During follow-up, 6,972 patients died—a crude rate of 13.6 per 100 patient years. The authors note that the crude death rate was highest in ICHD patients with no prior HHD (14.9 per 100 patient years) and ICHD patients with prior HHD (14.4 per 100 patient years), and lowest in patients in their first HHD episode (4.4 per 100 patient years) and patients with HHD, and prior ICHD and HHD (5.9 per 100 patient years).

They add that the mortality rate in ICHD patients with prior HHD was 20.6 per 100 patient years during the first 30 days, 17.5 per 100 patient years at 30–90 days, and 13.6 per 100 patient years beyond 90 days, meaning that—across all three of these timeframes—univariate and multivariate analysis showed a transition from HHD to ICHD (HHD treatment failure) was associated with an increased risk of death. Other significant independent covariates for death included patient age, late referral, smoking status, cause of end-stage renal disease (ESRD), and the presence of major comorbidities, including coronary artery disease (CAD), chronic lung disease and diabetes. Non-Caucasian ethnicity and the use of an arteriovenous fistula for dialysis access were associated with a reduced risk of death. However, of these covariates, only patient age was associated with a “similar magnitude” of risk for mortality to HHD treatment failure.

Withdrawal from treatment (n=2,500, 4.9 per 100 patient years) and cardiovascular events (n=2,246, 4.4 per 100 patient years) were the most common causes of death, the study found, while infection (n=631, 1.2 per 100 patient years), malignancy (n=386, 0.8 per 100 patient years) and “other” (n=1,212, 2.4 per 100 patient years) were less frequent causes of mortality.

“In common with other observational and registry studies, the HHD patient state was characterised by favourable demographic and clinical characteristics, and a significant survival advantage of HHD over ICHD was demonstrated,” Semple and colleagues write. “Other studies have explored how much of this relates to the benefits of HHD over ICHD, and how much relates to residual confounding of the highly selective patient group entering HHD. However, in this study, significant residual confounding likely remains between those starting HHD and those never exposed to the treatment modality—due to the lack of data on patient socioeconomic status.”

The authors also note that their “key novel finding” of HHD treatment failure being associated with a significantly increased risk of early and late death may be “less vulnerable to the residual confounding inherent in a registry study of this type”, due to all patients restarting ICHD after a period of HHD having, at one stage, the clinical and socioeconomic attributes enabling a successful initiation of HHD. They add that, as such, it “represents an important finding that should stimulate additional investigation” into the causes and implications of dialysis modality changes.

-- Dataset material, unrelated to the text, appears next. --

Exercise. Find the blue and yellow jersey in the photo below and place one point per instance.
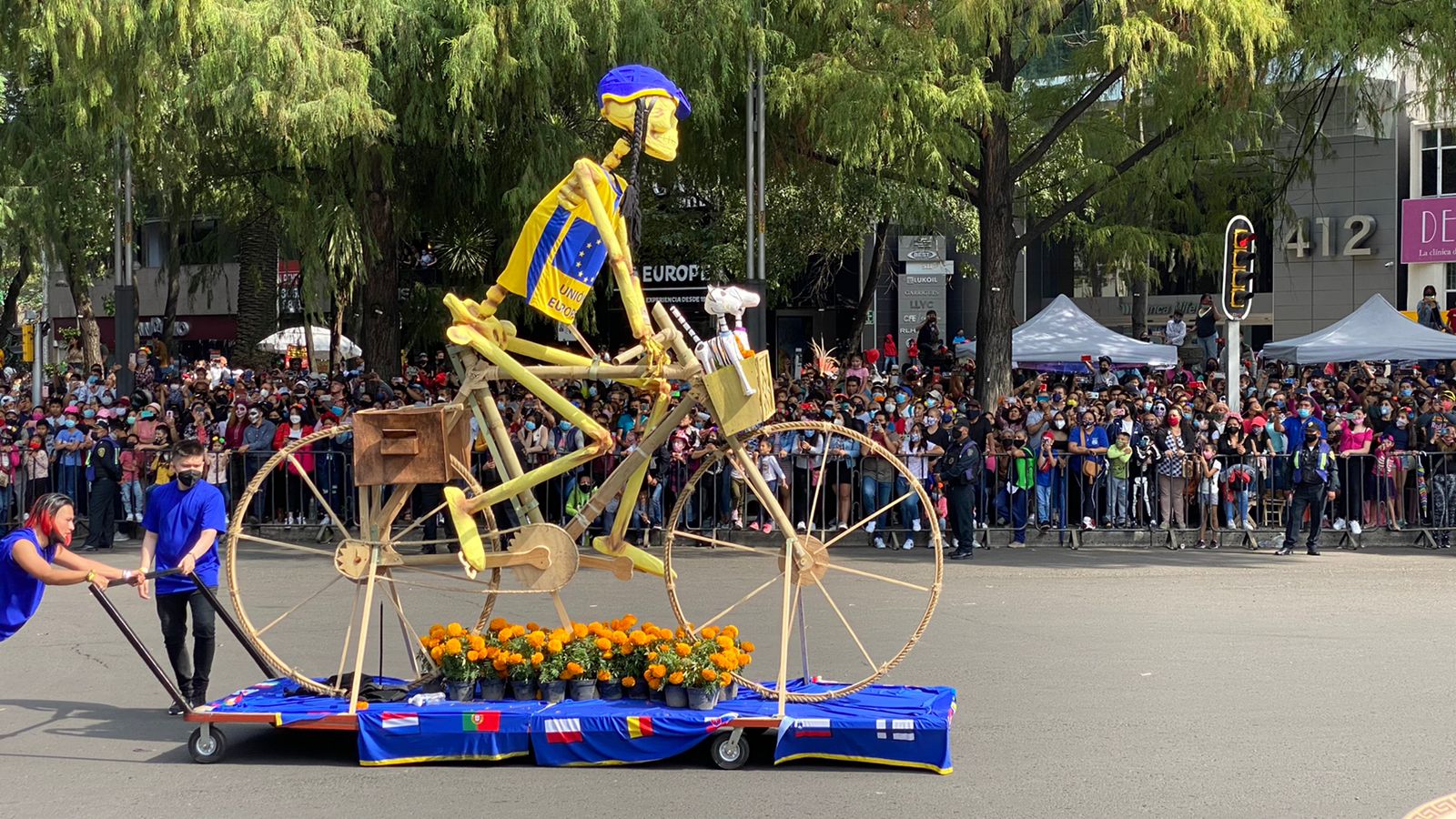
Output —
(561, 251)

“No conclusions on the underlying mechanism for this increased risk of death after HHD treatment failure can be drawn from this study,” Semple et al conclude. “The causes of HHD treatment failure were not available for investigation in this dataset, but clinical experience tells us that the transition from HHD to ICHD most often represents a regressive step in a person’s dialysis career—often triggered by adverse health events—and it is likely this, rather than the change from HHD to ICHD, that is responsible for the increased risk.”